Passion is when you get things done and uphold the principles of your organizational values, rather than merely paying lip service to them. Moreover, concern for our underprivileged fellow human beings is not shown by just handing out a big check or significant donation, and think you have done your Muslim duty. It is about reducing the structural inequities intrinsic to human societies. Yes, they need education, healthcare and income generation programmes to restore/regain their sense of dignity, but they also need to feel their concerns are being heard. True many of the NGOs/ CBOs are doing that to a large extent, but it is also a fact that the implementations of programs and activities depend on the field offices. Moreover, leadership in the field offices is severely lacking. Now, is that a concern not addressed by deliberately overlooking it, or the UK-US based board members and directors simply not care as it doesn’t affect their social status amongst the expatriate community, and the high society they end up becoming a part of because of their charitable work?

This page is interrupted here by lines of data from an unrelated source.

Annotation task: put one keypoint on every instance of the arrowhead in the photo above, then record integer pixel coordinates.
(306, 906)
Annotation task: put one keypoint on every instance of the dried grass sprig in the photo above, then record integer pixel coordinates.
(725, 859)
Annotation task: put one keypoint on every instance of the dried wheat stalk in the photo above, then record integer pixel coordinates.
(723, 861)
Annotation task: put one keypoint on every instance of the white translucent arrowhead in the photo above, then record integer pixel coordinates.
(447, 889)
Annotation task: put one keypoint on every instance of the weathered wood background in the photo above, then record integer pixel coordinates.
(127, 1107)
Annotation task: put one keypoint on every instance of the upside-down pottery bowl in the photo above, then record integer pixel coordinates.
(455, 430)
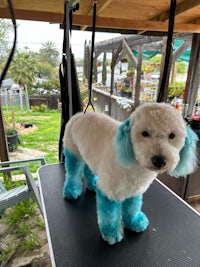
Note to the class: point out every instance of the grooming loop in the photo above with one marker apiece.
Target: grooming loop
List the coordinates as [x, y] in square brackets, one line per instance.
[92, 56]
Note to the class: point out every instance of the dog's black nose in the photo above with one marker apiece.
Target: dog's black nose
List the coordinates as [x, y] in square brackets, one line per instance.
[158, 161]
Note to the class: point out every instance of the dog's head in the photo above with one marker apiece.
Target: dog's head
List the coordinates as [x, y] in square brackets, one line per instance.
[156, 136]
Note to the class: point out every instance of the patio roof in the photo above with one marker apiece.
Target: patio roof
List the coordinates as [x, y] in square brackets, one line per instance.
[130, 16]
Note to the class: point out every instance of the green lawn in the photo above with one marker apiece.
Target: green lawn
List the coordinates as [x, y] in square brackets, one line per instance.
[44, 137]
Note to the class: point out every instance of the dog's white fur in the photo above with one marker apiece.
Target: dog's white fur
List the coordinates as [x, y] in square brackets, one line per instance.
[90, 137]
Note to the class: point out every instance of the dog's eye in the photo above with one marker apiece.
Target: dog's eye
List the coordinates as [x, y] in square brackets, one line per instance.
[171, 136]
[145, 134]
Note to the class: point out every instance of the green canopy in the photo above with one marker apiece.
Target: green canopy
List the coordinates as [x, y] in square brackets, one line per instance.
[147, 54]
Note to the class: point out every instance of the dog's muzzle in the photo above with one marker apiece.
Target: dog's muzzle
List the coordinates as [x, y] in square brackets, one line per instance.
[158, 162]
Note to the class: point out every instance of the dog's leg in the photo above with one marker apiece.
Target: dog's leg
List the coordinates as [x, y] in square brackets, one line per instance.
[91, 178]
[133, 218]
[73, 178]
[109, 218]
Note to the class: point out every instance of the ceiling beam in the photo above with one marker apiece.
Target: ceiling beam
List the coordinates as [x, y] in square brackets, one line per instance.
[100, 8]
[117, 23]
[180, 8]
[102, 22]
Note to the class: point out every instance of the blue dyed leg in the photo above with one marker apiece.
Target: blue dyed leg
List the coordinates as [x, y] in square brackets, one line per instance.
[73, 178]
[90, 177]
[133, 218]
[109, 218]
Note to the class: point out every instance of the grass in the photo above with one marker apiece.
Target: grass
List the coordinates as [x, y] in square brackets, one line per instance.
[24, 221]
[46, 136]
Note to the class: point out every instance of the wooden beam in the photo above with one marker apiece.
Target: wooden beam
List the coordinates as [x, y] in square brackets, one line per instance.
[180, 8]
[180, 51]
[117, 23]
[102, 22]
[100, 8]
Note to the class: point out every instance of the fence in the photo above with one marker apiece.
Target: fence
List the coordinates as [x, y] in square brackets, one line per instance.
[51, 101]
[120, 107]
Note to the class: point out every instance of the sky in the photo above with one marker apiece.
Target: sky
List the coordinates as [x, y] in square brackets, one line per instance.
[32, 34]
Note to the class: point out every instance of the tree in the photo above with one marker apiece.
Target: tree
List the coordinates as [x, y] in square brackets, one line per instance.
[104, 69]
[182, 67]
[23, 68]
[5, 29]
[85, 65]
[49, 54]
[44, 70]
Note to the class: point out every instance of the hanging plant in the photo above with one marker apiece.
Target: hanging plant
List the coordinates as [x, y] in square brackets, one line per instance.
[99, 64]
[124, 60]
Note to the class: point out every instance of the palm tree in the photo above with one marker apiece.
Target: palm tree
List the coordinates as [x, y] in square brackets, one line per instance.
[23, 68]
[49, 53]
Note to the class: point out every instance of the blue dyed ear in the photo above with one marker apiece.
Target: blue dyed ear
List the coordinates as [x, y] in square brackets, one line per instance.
[123, 144]
[188, 157]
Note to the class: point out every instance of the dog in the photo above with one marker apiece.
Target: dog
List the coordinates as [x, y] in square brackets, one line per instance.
[121, 160]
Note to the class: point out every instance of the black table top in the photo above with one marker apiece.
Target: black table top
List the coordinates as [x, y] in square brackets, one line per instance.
[172, 239]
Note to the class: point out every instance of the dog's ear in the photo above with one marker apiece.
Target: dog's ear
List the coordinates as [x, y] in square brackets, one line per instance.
[188, 156]
[123, 144]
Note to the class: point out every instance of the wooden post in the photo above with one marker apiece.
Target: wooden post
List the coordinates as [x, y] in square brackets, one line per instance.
[3, 141]
[193, 79]
[138, 78]
[165, 93]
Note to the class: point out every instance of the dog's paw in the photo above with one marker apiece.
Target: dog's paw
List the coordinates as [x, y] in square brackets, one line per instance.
[139, 223]
[71, 190]
[110, 234]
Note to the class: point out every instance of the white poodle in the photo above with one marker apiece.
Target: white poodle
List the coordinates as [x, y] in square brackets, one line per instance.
[126, 157]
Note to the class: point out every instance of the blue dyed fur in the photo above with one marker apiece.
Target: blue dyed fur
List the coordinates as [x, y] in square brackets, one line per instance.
[123, 144]
[109, 219]
[75, 169]
[113, 215]
[187, 162]
[91, 178]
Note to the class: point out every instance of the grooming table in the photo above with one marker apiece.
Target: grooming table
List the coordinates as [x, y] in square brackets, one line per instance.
[172, 239]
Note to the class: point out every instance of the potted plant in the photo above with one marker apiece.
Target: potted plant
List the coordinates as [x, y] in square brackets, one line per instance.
[12, 139]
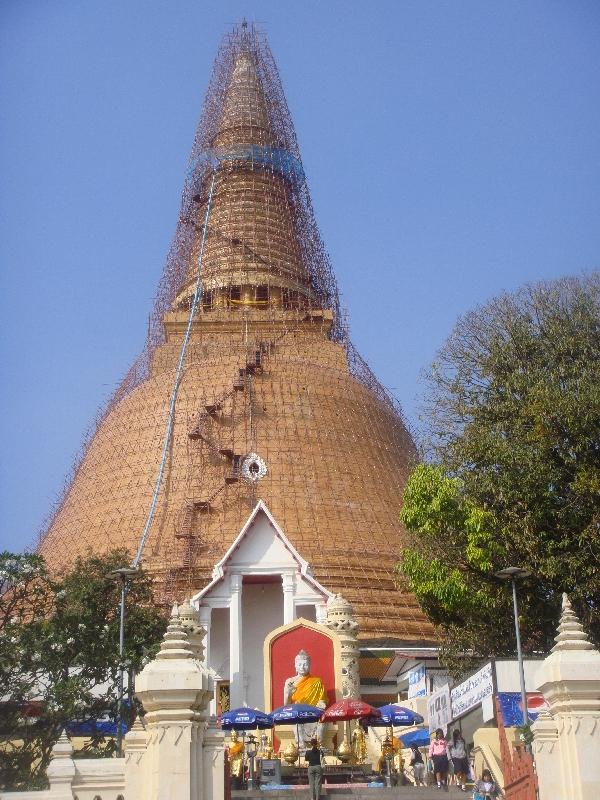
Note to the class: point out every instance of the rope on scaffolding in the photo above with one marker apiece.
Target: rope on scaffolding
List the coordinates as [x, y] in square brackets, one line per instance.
[178, 377]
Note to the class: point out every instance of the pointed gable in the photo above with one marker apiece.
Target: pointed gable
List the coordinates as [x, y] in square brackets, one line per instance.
[262, 549]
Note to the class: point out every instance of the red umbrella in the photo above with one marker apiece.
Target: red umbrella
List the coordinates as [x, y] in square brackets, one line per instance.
[348, 709]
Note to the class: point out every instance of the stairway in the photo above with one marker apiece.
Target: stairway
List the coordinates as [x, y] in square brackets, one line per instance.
[358, 793]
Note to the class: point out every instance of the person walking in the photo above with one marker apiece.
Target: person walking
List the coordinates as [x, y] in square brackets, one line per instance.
[457, 753]
[486, 788]
[418, 765]
[315, 770]
[438, 753]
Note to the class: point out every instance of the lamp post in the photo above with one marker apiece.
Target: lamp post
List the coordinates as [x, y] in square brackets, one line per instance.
[123, 574]
[511, 574]
[251, 750]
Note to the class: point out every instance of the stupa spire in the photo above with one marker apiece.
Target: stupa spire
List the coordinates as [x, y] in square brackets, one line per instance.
[571, 635]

The reason I think these open discussions and working group meetings are all blaah blaah is because the root causes are never touched upon. Donors will not give money if their priorities are not addressed. Government departments know this. Moreover, expatriate service based charitable organizations won’t address political issues to avoid the government closing its doors in their faces and thereby prevent them from operating in their countries. Consequently, the actual issues are never really solved because as long as the parties get what they want, all is good. Who cares about the people stuck in the middle as long as you get ahead, afterall what’s the need to carry the world’s burden on your shoulders….right?
Nonetheless, in conclusion, the NGOs are always the place vulnerable people can turn to for help and support. True, charitable organizations have a knack for wasting financial resources, but when a poor person’s abuse from the system gets too much to bear, they are always the places to turn to. In return the organization concerned cashes in from the media exposure and its relevance is established for good. The people running the outfit might be honoured with a national award or become an accepted member of high society. In many cases, it is well deserved.